The Golden Triangle between Laos, Myanmar and Thailand is a hub of heroin production and money laundering. Image by Frank Overzier, License: Creative Commons

According to the United Nations (UN), the stablecoin Tether (USDT) has established itself as one of the preferred channels for money launderers in Southeast Asia.

A detailed UN report describes current developments in money laundering in the Mekong region around China, Cambodia, Myanmar, Thailand, Laos and Vietnam. This region has long been known as a money laundering center, but has apparently expanded its position even further in recent years.

First of all, the corona pandemic has made it more difficult to smuggle cash across borders. This initially led to a decline in classic dollar smuggling. But it forced the money laundering industry to innovate, making it stronger today than it was before Corona. There is now a dizzying array of sophisticated methods for concealing the flow of money. Even experts find it difficult to keep track of things, and the report shows concern about losing control completely.

The mainstays of this ecosystem are casinos and now crypto exchanges. They are able to “move and launder massive volumes of fiat and cryptocurrency; they create channels to efficiently integrate billions in criminal proceeds into the formal banking system.” According to the UN’s Jeremy Douglas, “little or unregulated online casinos, along with crypto, have turbocharged the region’s criminal ecosystem.”

The Mekong Basin.

The most important cryptocurrency is not Bitcoin, as was long predicted, but Tether (USDT). The stablecoin has stable value and can be transferred on the Tron blockchain quickly, cheaply and, above all, KYC-free. Apparently, Tether is about to take over the role of dollar bills in money laundering – the single currency of global organized crime. This would be one of the types of killer crypto apps that no one really wanted.

Authorities and investigators are finding it difficult to determine the true volume of money laundering in the region and with Tether. The ecosystem is too interconnected for this, while the methods develop too quickly.

But there are several strong indications: More and more unlicensed online casinos are also offering USDT-related services, such as anonymous exchange.
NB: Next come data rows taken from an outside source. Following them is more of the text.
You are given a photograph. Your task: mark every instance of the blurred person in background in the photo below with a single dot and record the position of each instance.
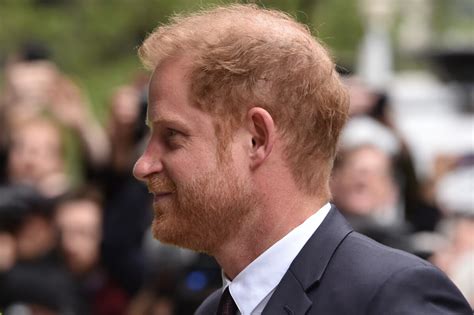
(36, 281)
(126, 202)
(34, 85)
(452, 191)
(364, 188)
(36, 155)
(78, 216)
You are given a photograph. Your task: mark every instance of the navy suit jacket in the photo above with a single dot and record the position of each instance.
(340, 271)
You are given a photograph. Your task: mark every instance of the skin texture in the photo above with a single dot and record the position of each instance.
(223, 207)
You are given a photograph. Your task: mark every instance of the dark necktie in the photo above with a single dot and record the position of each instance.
(227, 305)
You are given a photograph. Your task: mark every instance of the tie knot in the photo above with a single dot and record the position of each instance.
(227, 305)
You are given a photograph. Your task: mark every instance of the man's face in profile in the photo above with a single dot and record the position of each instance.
(200, 200)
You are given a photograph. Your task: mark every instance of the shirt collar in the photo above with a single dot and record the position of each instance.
(261, 276)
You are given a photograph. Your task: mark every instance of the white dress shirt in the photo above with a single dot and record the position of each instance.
(253, 287)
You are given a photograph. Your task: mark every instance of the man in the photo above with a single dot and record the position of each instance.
(245, 109)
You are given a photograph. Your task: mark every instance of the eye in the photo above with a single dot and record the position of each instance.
(171, 138)
(170, 133)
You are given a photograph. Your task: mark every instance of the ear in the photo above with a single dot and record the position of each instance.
(262, 131)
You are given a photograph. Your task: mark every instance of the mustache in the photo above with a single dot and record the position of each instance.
(159, 184)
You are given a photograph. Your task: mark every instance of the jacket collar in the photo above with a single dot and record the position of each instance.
(308, 267)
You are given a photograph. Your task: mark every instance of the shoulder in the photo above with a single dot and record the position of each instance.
(384, 280)
(209, 306)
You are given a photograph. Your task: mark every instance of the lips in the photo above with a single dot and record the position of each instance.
(161, 195)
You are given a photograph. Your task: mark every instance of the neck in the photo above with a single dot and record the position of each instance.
(265, 228)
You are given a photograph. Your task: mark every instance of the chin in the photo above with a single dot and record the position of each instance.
(175, 233)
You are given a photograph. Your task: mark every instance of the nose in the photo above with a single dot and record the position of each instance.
(148, 163)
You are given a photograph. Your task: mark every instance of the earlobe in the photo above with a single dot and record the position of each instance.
(262, 129)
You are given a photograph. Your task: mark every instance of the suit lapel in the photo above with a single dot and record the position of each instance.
(290, 296)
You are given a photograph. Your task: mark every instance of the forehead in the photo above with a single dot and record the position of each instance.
(169, 97)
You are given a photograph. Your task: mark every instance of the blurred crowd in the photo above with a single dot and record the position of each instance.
(78, 242)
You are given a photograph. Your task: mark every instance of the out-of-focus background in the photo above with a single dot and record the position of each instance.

Furthermore, prosecutors are increasingly coming across so-called “motorcade” teams that specialize in exchanging fiat money for Tether by routing the money through multiple bank accounts and crypto exchanges.
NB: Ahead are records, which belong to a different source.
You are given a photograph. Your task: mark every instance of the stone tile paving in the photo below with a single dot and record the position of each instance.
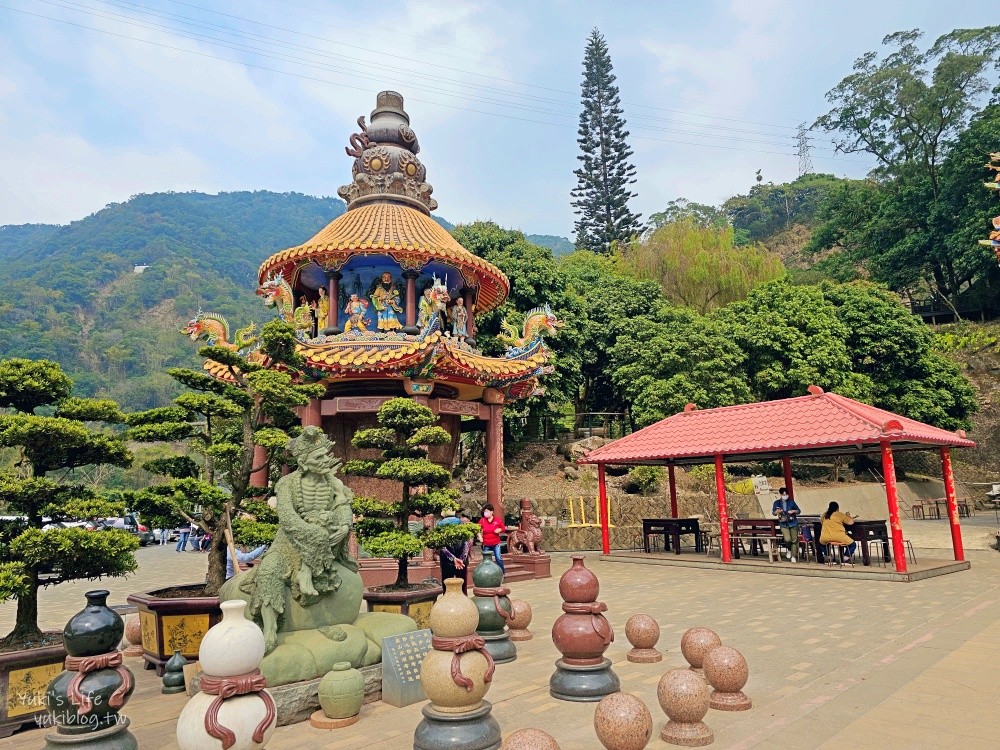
(833, 662)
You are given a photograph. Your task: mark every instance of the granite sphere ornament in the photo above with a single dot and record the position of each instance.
(622, 722)
(696, 643)
(726, 671)
(529, 739)
(642, 631)
(133, 636)
(520, 620)
(683, 696)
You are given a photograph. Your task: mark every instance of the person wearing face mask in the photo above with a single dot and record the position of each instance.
(788, 521)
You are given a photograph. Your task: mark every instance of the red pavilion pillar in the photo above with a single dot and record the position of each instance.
(494, 459)
(411, 302)
(311, 414)
(333, 295)
(949, 493)
(895, 527)
(673, 490)
(786, 468)
(602, 490)
(720, 491)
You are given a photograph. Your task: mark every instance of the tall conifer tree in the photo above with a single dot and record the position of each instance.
(601, 195)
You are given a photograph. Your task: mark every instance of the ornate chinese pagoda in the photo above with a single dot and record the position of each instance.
(385, 303)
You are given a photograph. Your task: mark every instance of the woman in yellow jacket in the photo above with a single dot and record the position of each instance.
(833, 531)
A relatively recent analysis concludes that around 17.07 billion USDT was used in criminal transactions between September 2022 and September 2023. That would be around a fifth of all Tethers in circulation during this time. Law enforcement officers and money laundering analysts in the Mekong region say Tether dollars are organized crime’s favorite cryptocurrency. The report makes this clear through dozens of uncovered cases in which Tether was involved.
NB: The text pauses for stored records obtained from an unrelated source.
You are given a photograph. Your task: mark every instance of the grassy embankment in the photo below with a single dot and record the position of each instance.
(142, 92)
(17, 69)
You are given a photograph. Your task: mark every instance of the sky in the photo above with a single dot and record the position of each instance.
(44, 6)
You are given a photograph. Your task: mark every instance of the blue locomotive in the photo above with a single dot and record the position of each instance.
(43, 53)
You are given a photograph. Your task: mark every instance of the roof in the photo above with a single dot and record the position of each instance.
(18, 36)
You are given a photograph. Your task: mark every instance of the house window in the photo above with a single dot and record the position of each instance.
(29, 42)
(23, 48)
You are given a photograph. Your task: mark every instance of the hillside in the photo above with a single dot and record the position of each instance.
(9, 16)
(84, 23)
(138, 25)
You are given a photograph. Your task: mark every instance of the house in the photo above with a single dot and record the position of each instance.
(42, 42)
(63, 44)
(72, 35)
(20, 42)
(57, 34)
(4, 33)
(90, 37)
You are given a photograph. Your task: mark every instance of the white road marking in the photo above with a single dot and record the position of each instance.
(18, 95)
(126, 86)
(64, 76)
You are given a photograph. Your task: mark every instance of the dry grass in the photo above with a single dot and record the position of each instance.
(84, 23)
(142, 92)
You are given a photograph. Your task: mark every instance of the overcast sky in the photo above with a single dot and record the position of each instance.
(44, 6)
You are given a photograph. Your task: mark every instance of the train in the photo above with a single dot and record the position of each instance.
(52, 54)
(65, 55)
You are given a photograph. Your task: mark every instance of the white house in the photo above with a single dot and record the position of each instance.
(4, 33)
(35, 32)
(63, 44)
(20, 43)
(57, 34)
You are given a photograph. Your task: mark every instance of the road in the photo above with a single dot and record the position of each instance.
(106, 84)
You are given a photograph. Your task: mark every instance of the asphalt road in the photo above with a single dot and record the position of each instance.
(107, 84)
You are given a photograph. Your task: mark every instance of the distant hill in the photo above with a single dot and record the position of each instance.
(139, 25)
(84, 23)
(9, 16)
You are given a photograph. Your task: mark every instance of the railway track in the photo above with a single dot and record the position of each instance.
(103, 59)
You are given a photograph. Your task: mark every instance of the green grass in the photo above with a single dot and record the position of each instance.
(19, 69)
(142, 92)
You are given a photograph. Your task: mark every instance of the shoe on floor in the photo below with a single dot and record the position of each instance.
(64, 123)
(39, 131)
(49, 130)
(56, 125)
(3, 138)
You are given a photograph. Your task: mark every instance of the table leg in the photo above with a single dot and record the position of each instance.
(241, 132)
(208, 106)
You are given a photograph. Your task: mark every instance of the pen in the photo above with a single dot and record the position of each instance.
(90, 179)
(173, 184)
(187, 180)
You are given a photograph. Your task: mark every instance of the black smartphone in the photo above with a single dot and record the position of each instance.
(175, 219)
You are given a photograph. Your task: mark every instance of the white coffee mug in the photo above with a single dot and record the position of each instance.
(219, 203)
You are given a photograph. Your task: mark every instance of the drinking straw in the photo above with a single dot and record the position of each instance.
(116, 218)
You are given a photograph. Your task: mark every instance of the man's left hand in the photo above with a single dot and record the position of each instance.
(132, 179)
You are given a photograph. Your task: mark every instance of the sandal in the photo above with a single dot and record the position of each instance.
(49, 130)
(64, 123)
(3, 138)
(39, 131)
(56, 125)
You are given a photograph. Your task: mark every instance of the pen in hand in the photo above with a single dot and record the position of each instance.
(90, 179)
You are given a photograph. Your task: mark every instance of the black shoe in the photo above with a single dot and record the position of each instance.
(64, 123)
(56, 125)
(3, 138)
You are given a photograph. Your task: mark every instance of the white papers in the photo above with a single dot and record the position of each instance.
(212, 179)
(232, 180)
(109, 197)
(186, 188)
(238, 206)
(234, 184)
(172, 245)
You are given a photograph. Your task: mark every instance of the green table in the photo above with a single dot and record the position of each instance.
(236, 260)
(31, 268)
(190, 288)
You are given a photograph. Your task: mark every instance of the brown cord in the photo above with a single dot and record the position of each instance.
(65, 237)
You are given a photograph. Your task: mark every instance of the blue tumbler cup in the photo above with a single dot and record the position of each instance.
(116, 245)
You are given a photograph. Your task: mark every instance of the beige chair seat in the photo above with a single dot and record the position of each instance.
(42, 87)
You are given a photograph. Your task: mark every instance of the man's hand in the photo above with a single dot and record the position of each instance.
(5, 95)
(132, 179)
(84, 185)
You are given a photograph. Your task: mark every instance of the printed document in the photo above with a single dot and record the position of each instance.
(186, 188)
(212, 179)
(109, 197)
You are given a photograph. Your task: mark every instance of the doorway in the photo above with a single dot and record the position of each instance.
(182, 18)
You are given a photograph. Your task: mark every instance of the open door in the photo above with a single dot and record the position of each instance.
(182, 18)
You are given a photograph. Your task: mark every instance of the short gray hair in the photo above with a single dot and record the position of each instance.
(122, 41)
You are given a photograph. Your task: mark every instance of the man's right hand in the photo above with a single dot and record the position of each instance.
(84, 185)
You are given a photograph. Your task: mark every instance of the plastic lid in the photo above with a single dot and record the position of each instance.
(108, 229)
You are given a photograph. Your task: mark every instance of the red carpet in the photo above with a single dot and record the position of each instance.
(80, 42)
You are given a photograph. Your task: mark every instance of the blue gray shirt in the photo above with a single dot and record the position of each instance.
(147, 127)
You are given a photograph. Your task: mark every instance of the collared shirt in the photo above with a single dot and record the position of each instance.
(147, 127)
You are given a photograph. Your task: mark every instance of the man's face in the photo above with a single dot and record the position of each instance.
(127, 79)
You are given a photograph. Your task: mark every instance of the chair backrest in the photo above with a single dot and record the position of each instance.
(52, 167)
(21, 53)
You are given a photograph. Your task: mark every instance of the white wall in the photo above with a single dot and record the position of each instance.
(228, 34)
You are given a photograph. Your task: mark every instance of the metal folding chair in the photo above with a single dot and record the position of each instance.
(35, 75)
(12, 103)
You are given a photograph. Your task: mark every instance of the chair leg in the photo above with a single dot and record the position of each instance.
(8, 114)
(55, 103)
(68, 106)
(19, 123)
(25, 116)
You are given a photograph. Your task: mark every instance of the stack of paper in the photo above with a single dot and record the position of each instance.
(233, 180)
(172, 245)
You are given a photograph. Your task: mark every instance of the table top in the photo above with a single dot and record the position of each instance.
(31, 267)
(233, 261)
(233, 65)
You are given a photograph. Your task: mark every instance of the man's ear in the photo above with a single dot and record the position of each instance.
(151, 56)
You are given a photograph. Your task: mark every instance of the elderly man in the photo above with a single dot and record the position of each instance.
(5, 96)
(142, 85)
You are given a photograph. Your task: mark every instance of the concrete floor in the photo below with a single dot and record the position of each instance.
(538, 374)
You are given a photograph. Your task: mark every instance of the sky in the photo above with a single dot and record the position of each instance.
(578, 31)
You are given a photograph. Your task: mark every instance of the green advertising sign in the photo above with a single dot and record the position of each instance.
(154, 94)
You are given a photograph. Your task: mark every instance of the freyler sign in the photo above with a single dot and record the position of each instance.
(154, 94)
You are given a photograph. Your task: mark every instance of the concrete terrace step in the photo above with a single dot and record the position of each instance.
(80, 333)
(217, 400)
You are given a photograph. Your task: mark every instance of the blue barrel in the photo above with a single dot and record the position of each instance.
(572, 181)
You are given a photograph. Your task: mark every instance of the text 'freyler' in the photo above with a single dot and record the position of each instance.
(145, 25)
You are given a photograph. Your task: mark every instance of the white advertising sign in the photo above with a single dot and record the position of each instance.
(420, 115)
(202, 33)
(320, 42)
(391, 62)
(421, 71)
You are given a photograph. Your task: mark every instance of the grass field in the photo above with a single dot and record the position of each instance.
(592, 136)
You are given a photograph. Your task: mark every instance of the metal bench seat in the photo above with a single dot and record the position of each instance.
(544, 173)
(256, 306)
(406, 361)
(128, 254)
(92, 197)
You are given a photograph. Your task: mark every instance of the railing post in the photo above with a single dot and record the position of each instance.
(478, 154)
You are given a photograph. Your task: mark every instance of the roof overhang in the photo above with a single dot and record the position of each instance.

Tether itself does not respond to the report. The issuer of the stablecoin seems to be torn. On the one hand, she is clear that Tether’s success is also due to the fact that it is perceived as a kind of “pirate dollar” that, like cash, is outside the control of banks.

On the other hand, Tether is taking ever more decisive action against the misuse of dollar tokens by criminals. Unlike Bitcoin and cash, it is possible to freeze addresses with Tether, which the issuer is using more and more frequently. Partnerships with the Secret Service and FBI are also intended to help combat money laundering and terrorist financing more effectively and give the stablecoin legitimacy in the USA.

With the new UN report, the pressure on Tether to take action against criminal misuse of the stablecoin is likely to increase further.